A simple, quick and semi-automatic way to measure run-time speed of functions

A typical task of a programmer is to know if a function is efficient or not, both from the algorithmic point of view and from actual execution time. I think it is necessary to clarify that both values ​​are important, since the first will tell us the behavior of the algorithm as the data set grows, and the second a more touchable value, close to what the end user will perceive.

On the other hand, it is not necessary to struggle optimizing our code everywhere, since most of the time the real execution time is good for the bulk of our code, and the bottleneck is in small portions of code: searches on huge sets of unsorted data, unnecessary repetitions, functions called tens of thousands of times per second, disk access, cache failures… This is summarized in the famous rule of 90-10 (the 90% of the execution time is spent on 10% of the code, more information here).

To size

One of the first phases of optimization is measurement: optimizing something (time, space, etc.) without previously measuring it can cause us to waste time on. This has happened to all of us:  – 3 hours of work to make a function run 85% faster, but that function took 1 second and ran in the background once every 5 hours… come on, we basically lost our time.  – 4 hours to improve the performance of a code snippet by only 25%, but that code takes 20 ms in average and is called 50 times per second during the video recording process: 20 ms * 50 = 1 second! That 25% makes it possible to lighten the CPU considerably at a critical moment, surely avoiding the loss of frames.

Measure, right, but, how? A profiling tool is usually one of the best alternatives, since it presents grouped and ordered information about the performance of critical functions. But sometimes we are simply interested in measuring a small handful of specific functions, or measuring them on client, where there are no profiling tools available.

TicToc

This article presents a small class, TicToc (do you notice that I’ve used Matlab?), To measure the runtime of a function automatically and easily. This class uses one of the maximum of C ++ (and one of my favorites, [RAII] (https://en.wikipedia.org/wiki/RAII)), to automate the measurement and printing of the duration per console.

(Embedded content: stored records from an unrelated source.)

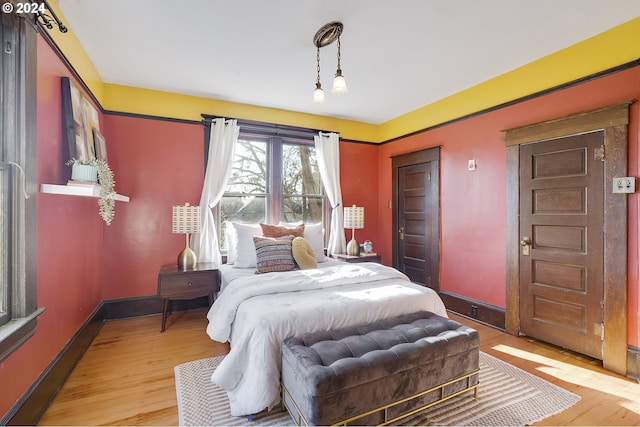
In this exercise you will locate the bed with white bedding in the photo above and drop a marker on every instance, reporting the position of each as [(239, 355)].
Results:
[(255, 313)]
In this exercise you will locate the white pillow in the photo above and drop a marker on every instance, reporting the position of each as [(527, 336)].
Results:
[(245, 251), (314, 234)]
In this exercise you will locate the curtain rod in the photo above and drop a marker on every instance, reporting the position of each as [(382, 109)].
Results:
[(262, 127)]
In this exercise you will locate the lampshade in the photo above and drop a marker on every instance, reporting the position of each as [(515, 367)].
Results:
[(354, 217), (186, 219)]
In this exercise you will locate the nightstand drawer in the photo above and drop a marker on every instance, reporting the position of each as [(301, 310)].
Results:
[(188, 284)]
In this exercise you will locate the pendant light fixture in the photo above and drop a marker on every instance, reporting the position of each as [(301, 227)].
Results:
[(325, 36)]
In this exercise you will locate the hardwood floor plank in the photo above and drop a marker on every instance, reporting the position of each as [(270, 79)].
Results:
[(126, 376)]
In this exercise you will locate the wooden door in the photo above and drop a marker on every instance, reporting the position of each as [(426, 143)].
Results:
[(562, 244), (416, 217)]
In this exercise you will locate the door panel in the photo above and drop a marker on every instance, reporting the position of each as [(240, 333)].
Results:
[(561, 277), (413, 251)]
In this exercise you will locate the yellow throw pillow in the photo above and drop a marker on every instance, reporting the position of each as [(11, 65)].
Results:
[(303, 253)]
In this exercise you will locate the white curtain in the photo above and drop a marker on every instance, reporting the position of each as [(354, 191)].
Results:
[(222, 142), (328, 152)]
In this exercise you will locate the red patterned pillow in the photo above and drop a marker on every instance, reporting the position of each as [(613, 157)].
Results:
[(273, 254)]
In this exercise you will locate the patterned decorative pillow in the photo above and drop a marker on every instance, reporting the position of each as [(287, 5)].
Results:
[(273, 254), (269, 230)]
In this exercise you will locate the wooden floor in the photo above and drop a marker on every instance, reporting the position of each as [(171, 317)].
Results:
[(126, 376)]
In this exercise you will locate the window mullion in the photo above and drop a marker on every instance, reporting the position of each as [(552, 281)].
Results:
[(275, 179)]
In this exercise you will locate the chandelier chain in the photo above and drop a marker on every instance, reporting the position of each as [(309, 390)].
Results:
[(318, 61)]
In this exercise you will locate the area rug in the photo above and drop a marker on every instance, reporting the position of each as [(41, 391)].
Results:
[(508, 396)]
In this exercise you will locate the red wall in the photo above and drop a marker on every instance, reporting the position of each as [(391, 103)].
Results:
[(473, 203), (69, 246), (359, 182), (157, 164)]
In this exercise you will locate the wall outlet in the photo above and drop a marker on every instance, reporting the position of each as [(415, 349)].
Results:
[(474, 311), (625, 185)]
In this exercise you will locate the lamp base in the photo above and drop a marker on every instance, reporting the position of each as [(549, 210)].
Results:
[(353, 248), (187, 259)]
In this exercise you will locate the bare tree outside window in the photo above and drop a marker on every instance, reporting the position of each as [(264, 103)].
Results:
[(272, 181)]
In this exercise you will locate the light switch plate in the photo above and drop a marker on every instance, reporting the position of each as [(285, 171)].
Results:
[(624, 185)]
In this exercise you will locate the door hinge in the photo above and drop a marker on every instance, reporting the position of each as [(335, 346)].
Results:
[(598, 153)]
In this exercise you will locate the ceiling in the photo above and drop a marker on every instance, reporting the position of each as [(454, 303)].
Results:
[(396, 56)]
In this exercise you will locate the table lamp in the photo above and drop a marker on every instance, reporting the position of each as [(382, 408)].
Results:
[(186, 220), (353, 218)]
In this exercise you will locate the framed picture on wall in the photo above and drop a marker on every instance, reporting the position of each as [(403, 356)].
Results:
[(100, 145), (80, 118)]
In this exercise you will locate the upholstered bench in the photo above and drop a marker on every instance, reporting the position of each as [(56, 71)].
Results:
[(380, 372)]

And although I know that the use of macros should be limited, this is one of those situations in which they are useful: automate actions. The TICTOC() macro automatically generates a measurement point that will be displayed at the end of the context in which it is used.

Code

#include <string>
#include <chrono>
#include <iostream>

class TicToc {
public:
 explicit TicToc(std::string label = {}) : m_label(label),
 m_begin(std::chrono::high_resolution_clock::now()) {}
 ~TicToc() {
 print();
 }

public:
 void print() const {
 using namespace std::chrono;
 const auto end = high_resolution_clock::now();
 const auto duration = duration_cast<microseconds>(end - m_begin).count();
 const auto duration_in_ms = duration / 1000.0;

 std::cout << m_label << duration_in_ms << " ms";
 }

private:
 const std::string m_label;
 std::chrono::time_point<std::chrono::steady_clock> m_begin;
};

// More info: https://stackoverflow.com/q/1489932/1485885
#define HELPER_JOIN(a, b) HELPER_JOIN2(a, b)
#define HELPER_JOIN2(a, b) a ## b

// Generate an unique variable name within current file
// Measurement tag: name of the caller function and line number
#define TICTOC() STT::TicToc HELPER_JOIN(tic_toc_, __LINE__)(std::string(__FUNCTION__) + "@" + std::to_string(__LINE__) + " = ");

void run() {
 TICTOC(); // that's all folks!

 for (int i = 0; i < 1000000; ++i) {
 do_something(); // ejem...
 }
}

int main() {
 run();
}

And we’re done! An output for above code can be:

::run@33 = 154.2 ms

Boost (update)

If our application depends on Boost, a possible improvement would be to use boost::timer::auto_cpu_timer, similar to the Linux time command. This class, similar to TicToc, shows the execution time between the declaration of the object and its destruction:

#include <boost/timer/timer.hpp>

void run() {
 boost::timer::auto_cpu_timer t;

 for (int i = 0; i < 1000000; ++i) {
 do_something();
 }
}

int main() {
 run();
}

Output:

 0.148997s wall, 0.078125s user + 0.062500s system = 0.140625s CPU (94.4%)

Of course, TicToc could be modified to use such class while using TicToc‘s automatic labeling:

class TicToc2 {
public:
 explicit TicToc2 (std::string label = {}) : m_label(label) {}
 ~TicToc2() {
 std::cout << m_label;
 }

private:
 const std::string m_label;
 boost::timer::auto_cpu_timer m_timer;
};

Other possible improvements

   – Use higher resolution / precision clocks.   – Add a switch to disable the measurement completely, or at levels, so that it is not necessary to suppress the code in production.   – Be able to redirect the output to, for example, a log file.   – Anything else?